80% der Weinbauflächen
sind bereits „remembriert“. Die Arbeitserleichterung ist
enorm, was die
LNVL begrüßt. Nachdem in den 90er Jahren ONR und
Forstverwaltung
gemeinsam Pilotprojekte bei Grevenmacher durchführten, die
naturschützerisch
wie auch landschaftsästhetisch überzeugen, wurden die dort
angewandten
behutsamen und nachhaltigen Methoden schon in Schwebsingen nicht mehr
umgesetzt.
Während laut ONR die Mosellandschaft nur „im mikrokosmischen
Maßstab“
verändert wird und die natürlich gewachsenen
Weinbergsubstrate
nur „teilweise aufgelockert“ werden, würden wir, bei
allem Respekt,
die aktuellen Eingriffe doch als sehr landschafts-verändernd
beschreiben.
Davon kann sich jeder überzeugen, der die massiven Erdbewegungen
sieht.
Was da wohl von einem natürlich gewachsenen Boden übrig
bleibt?
Aus diesen
Überlegungen heraus
hegt die LNVL größte Bedenken in Bezug auf geplante Waldflurneuordnungen.
Immerhin handelt es sich beim Wald um ein äußerst sensibles
und kompliziertes Ökosystem, das eine weit umsichtigere
Herangehensweise
benötigt als die vom ONR praktizierten Methoden.
Es ist absolut wahr,
dass „die angestrebte
Symbiose von Ökonomie und Ökologie nur Gewinner kennt“.
Dies
kann aber nur funktionieren, wenn die Flurneuordnungen auf der Basis
der
Gleichberechtigung von Landwirtschaft und Naturschutz geplant und
ausgeführt
werden. Bei Ausgaben von jährlich 2,5 Millionen Euro sollte das
Allgemeinwohl,
und somit auch der Schutz der natürlichen Lebensgrundlagen,
absolute
Priorität haben. Dies umso mehr, als das Flurneuordnungsgesetz
dieses
Gemeinwohl in Artikel 1 ausdrücklich als Ziel nennt.
Um dies zu erreichen
schlägt
die LNVL als dringendste Maßnahmen vor:
- das Schaffen einer Koordinierungszelle
ONR-Forstverwaltung;
- die Schaffung eines Fonds
unter der Verantwortung des Umweltministeriums, um den Ankauf von
schützenswerten
Flächen zu ermöglichen sowie Flächen, die später
für
die ökologische Aufwertung der Landschaft gebraucht werden;
- das Ausarbeiten eines
Reglements
über Inhalt und Ausführung von Impaktstudien, in
Anpassung
an europäische Direktiven und das Naturschutzgesetz.
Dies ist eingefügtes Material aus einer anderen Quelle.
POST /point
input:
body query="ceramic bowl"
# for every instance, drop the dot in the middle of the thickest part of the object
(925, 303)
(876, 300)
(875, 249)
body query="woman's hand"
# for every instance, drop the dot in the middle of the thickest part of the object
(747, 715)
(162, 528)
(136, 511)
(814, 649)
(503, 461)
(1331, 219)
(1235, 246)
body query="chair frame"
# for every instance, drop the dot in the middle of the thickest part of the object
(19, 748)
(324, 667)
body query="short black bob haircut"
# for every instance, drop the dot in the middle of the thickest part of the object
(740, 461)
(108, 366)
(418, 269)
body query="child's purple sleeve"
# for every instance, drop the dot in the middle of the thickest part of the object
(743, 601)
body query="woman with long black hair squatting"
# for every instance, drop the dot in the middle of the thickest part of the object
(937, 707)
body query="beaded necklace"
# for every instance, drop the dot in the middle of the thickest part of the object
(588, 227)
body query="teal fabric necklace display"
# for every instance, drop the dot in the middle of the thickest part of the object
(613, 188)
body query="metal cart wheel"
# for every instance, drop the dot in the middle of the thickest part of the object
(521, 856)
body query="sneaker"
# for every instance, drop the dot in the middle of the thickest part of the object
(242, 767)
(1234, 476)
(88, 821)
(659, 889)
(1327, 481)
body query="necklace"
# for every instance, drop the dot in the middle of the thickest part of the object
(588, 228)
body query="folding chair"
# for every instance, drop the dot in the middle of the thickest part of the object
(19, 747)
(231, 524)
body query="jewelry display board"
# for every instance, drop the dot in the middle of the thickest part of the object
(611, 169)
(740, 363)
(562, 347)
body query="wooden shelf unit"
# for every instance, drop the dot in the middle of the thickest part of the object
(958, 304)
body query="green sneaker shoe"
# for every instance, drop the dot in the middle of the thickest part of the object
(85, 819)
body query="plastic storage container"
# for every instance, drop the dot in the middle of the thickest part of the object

Hierzu hat
die
LNVL bereits Vorschläge erarbeitet;
- das Überarbeiten
des Gesetzes
zur Flurneuordnung unter Berücksichtigung der internationalen
Konventionen
und des allgemein anerkannten Prinzips der Nachhaltigkeit, nach
dem die Wirtschafts-, die Sozial- (Familienbetriebe) und die
Umweltaspekte
gleich gewichtet werden.
Wir hoffen auf eine
intensive Zusammenarbeit
zwischen ONR, Forstverwaltung und LNVL, damit die ökologischen
Ansätze,
die wir durchaus (an)erkennen, auch weiter entwickelt werden
können
und freuen uns auf die erste ökologische Felderzusammenlegung. In
diesem Sinne: alles Gute zum Jubiläum!